Riccardo Giacconi, (Genova, 6 ottobre 1931) è un astrofisico italiano, Premio Nobel per la Fisica nel 2002. Attualmente professore alla Johns Hopkins e primo ricercatore per il progetto Chandra Deep Field-South con il Chandra X-ray Observatory della NASACome disse Riccardo Giacconi: “Finché in Italia fare il ricercatore non sarà considerata una professione come le altre, ma piuttosto una missione, come per frati e preti, non ci sarà neppure futuro per la Ricerca del Paese. Essa dovrebbe attrarre i cervelli migliori e valorizzarli, invece li mortifica e li costringe ad emigrare regalando ad altre nazioni la nostra materia prima migliore. E chi resta non è necessariamente il migliore, ma il più tenace, il più raccomandato, il più manipolato.”
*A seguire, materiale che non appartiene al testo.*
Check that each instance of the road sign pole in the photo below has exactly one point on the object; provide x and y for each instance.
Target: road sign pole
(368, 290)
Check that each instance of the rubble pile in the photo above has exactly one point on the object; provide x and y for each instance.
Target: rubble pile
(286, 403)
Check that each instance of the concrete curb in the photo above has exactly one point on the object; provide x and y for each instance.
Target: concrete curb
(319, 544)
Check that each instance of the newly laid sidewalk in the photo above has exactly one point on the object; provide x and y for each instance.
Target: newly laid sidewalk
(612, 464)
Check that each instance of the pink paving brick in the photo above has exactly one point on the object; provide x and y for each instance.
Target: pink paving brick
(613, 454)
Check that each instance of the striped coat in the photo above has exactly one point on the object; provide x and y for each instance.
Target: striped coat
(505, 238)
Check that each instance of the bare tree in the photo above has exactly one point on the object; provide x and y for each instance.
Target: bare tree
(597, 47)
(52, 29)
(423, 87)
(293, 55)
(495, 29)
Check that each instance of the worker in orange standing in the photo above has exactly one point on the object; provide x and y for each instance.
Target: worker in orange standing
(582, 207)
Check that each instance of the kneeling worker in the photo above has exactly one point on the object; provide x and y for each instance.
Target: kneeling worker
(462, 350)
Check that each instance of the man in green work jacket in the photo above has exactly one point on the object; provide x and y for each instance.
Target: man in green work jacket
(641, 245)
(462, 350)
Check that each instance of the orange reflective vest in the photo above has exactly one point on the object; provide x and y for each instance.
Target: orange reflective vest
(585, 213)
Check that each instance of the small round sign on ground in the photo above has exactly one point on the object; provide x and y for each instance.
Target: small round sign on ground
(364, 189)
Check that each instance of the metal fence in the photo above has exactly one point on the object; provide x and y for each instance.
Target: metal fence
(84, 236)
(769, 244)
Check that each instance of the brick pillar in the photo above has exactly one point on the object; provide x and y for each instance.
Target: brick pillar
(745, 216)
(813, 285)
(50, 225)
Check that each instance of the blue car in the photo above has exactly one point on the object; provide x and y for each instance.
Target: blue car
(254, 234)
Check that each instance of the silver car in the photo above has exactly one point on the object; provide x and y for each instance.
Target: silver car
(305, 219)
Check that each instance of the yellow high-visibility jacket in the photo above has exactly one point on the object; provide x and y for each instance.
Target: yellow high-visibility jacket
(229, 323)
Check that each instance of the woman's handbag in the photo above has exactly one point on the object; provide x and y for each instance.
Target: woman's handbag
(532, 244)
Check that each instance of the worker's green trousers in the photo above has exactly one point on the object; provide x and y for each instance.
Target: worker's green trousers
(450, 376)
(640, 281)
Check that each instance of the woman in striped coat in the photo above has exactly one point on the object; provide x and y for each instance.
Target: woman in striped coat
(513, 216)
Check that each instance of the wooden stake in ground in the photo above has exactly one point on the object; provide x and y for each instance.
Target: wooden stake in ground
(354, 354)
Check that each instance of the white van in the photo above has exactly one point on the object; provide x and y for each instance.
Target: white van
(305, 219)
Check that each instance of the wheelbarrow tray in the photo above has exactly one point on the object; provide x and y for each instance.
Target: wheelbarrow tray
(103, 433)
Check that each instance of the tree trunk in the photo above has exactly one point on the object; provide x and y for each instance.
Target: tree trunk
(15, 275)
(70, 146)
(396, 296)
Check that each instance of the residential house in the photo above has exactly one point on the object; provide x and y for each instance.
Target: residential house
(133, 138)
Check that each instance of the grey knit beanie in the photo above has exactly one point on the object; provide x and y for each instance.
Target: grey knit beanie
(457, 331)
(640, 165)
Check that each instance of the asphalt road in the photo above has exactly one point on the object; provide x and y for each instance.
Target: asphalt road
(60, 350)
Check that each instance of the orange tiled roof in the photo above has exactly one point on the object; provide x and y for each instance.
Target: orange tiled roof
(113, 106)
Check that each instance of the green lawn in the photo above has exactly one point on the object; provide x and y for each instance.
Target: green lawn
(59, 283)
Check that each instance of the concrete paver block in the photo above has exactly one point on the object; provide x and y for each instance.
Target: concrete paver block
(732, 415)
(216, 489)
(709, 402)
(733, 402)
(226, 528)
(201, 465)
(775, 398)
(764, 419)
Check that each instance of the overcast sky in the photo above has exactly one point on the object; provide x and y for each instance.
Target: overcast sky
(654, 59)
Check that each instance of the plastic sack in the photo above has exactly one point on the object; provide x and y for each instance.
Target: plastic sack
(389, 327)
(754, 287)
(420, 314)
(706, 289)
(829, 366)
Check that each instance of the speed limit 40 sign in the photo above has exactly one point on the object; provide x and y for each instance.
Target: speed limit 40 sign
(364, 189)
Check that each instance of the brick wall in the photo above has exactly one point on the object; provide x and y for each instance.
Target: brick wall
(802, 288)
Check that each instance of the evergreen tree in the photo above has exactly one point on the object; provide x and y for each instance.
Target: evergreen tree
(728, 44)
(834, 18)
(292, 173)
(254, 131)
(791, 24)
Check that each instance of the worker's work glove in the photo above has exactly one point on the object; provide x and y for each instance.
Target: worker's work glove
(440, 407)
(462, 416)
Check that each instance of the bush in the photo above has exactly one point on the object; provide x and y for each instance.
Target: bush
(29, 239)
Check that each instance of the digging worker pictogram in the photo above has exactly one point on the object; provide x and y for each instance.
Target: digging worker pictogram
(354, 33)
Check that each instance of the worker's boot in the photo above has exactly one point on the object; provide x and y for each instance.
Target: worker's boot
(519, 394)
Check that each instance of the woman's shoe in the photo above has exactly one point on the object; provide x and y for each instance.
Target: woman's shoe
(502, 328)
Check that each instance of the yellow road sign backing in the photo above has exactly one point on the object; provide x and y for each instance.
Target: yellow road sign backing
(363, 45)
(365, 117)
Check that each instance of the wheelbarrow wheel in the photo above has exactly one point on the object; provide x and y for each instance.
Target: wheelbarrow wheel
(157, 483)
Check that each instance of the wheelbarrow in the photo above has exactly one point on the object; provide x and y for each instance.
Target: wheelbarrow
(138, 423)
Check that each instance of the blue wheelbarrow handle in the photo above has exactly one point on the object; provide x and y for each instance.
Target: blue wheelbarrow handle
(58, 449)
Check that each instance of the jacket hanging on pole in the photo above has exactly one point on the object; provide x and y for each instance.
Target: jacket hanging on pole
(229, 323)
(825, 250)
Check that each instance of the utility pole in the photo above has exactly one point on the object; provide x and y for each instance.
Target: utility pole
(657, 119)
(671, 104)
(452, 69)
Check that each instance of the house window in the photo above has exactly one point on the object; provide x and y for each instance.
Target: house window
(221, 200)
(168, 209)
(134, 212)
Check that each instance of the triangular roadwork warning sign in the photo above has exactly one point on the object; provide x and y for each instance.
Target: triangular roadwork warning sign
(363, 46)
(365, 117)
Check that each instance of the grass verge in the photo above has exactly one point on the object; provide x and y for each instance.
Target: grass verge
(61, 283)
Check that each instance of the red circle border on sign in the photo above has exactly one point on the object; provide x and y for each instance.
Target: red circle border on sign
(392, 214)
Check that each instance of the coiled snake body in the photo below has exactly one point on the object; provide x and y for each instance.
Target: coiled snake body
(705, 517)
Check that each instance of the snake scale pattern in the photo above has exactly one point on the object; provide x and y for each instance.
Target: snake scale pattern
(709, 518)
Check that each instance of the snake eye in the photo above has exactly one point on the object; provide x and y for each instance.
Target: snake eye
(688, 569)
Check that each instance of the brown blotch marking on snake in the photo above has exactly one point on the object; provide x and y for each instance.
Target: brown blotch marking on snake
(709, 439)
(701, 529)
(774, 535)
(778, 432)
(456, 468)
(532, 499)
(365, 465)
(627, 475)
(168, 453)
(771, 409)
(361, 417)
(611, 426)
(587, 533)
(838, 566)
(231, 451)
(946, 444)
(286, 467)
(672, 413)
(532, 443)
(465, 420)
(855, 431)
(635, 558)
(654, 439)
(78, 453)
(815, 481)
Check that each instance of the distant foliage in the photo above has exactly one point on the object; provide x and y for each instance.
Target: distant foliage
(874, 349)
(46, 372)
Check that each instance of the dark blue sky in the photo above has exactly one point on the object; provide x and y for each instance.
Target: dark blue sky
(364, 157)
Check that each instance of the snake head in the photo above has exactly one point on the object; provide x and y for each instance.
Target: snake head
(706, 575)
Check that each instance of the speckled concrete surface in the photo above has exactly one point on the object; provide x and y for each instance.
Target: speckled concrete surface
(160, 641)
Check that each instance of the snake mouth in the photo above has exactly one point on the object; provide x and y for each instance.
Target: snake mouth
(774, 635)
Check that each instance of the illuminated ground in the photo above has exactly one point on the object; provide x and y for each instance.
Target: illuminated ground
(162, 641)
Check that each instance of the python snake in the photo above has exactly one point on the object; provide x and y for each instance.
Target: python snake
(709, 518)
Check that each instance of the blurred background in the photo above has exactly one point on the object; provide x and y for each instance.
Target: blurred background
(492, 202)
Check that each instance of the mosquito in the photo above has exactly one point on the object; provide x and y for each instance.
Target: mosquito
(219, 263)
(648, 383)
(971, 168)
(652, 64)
Parola* di un Premio Nobel, di uno che è fuggito dall’Italia per gli Stati Uniti nel 1956 a 25 anni con una laurea in Fisica in tasca, dove negli Stati Uniti a 29 anni hanno affidato un intero gruppo di ricerca con milioni di dollari da gestire. Di colui che ha fondato l’astronomia a raggi X che ora da lavoro a decine di migliaia di persone.
Ma di cui noi non abbiamo saputo cosa farcene.

*tra le poche parole di Giacconi pronunciate in italiano, siccome Giacconi si rifiuta per protesta di parlare l’idioma italico da decenni. Queste provengono da un’intervista con Piero Angela dopo l’attribuzione del Nobel, nel 2002.